Small v. State of Colorado et al
Filing
65
ORDER. Defendants' 51 Motion to Dismiss Third Amended Prisoner Complaint is granted insofar as plaintiff's claims are barred by the applicable statute of limitations. The court enters final judgment dismissing this action and all claim s therein with prejudice. Plaintiff's 45 Motion Requesting a Settlement Hearing with Listed Defendants is denied as moot. Plaintiff's 60 Request for Limited Pre-Discovery to Present as Exhibits is denied as moot. By Magistrate Judge Michael J. Watanabe on 8/23/12.(mnfsl, )
IN THE UNITED STATES DISTRICT COURT
FOR THE DISTRICT OF COLORADO
Civil Action No.
11-cv-02337-MJW
TYRON DUANTE SMALL,
Plaintiff,
v.
DETECTIVE JEFF HUDDLESTON;
DETECTIVE MARC CHACON; and
OFFICER DANIEL THOMPSON,
Defendants.
ORDER ON
DEFENDANTS’ MOTION TO DISMISS THIRD AMENDED PRISONER COMPLAINT
(Docket No. 51),
PLAINTIFF’S MOTION REQUESTING SETTLEMENT HEARING (Docket No. 45),
AND
PLAINTIFF’S MOTION REQUESTING DISCOVERY (Docket No. 60).
MICHAEL J. WATANABE
United States Magistrate Judge
Initially, this case was before this court pursuant to an Order Referring Case
(Docket No. 22) issued by Judge Robert E. Blackburn on January 26, 2012. On June
26, 2012, the parties filed consent to the jurisdiction of a magistrate judge (Docket No.
56). Pursuant to 28 U.S.C § 636(c), Judge Blackburn entered an order assigning the
case for all purposes to this court (Docket No. 67). The case was reassigned on July
10, 2012 (Docket No. 58).
PLAINTIFF’S ALLEGATIONS
Pro se plaintiff Tyron Small asserts the following in his Third Amended Complaint
2
(Docket No. 43). In February or March of 2009, an alleged rape victim accused plaintiff
of raping her. Plaintiff claims that defendant Detective Marc Chacon and defendant
Officer Daniel Thompson had been investigating plaintiff in another matter and had
referred plaintiff’s name to defendant Detective Jeff Huddleston. As part of his
investigation into the rape allegations, Detective Huddleston was responsible for
interviewing the alleged victim and other witnesses. Eventually plaintiff was arrested,
brought to trial, and acquitted.1 Plaintiff makes two claims pursuant to 42 U.S.C. § 1983
in his complaint.
Plaintiff’s first claim is for “deprivation of life and liberty” and “indefinite standards
of enforcement.” Plaintiff claims he was arrested without probable cause thereby
resulting in a false arrest and violations of his due process rights.

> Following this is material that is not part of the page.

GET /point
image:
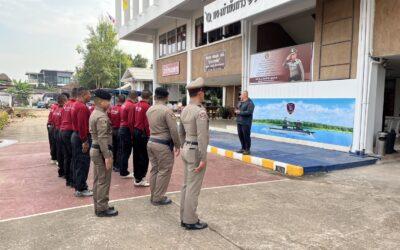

Plaintiff’s second claim is for municipal liability. Plaintiff requests compensatory
and punitive money damages, as well as the expungement of his sexual assault case.
PENDING MOTION
Now before the court is Defendants’ Motion to Dismiss Third Amended Prisoner
Complaint (Docket No. 51). Defendant argues plaintiff’s federal claims are barred by
the applicable statutes of limitations. Defendant also argues that each claim should be
dismissed for failure to state a claim and qualified immunity.
The court has carefully considered the Third Amended Complaint (Docket No.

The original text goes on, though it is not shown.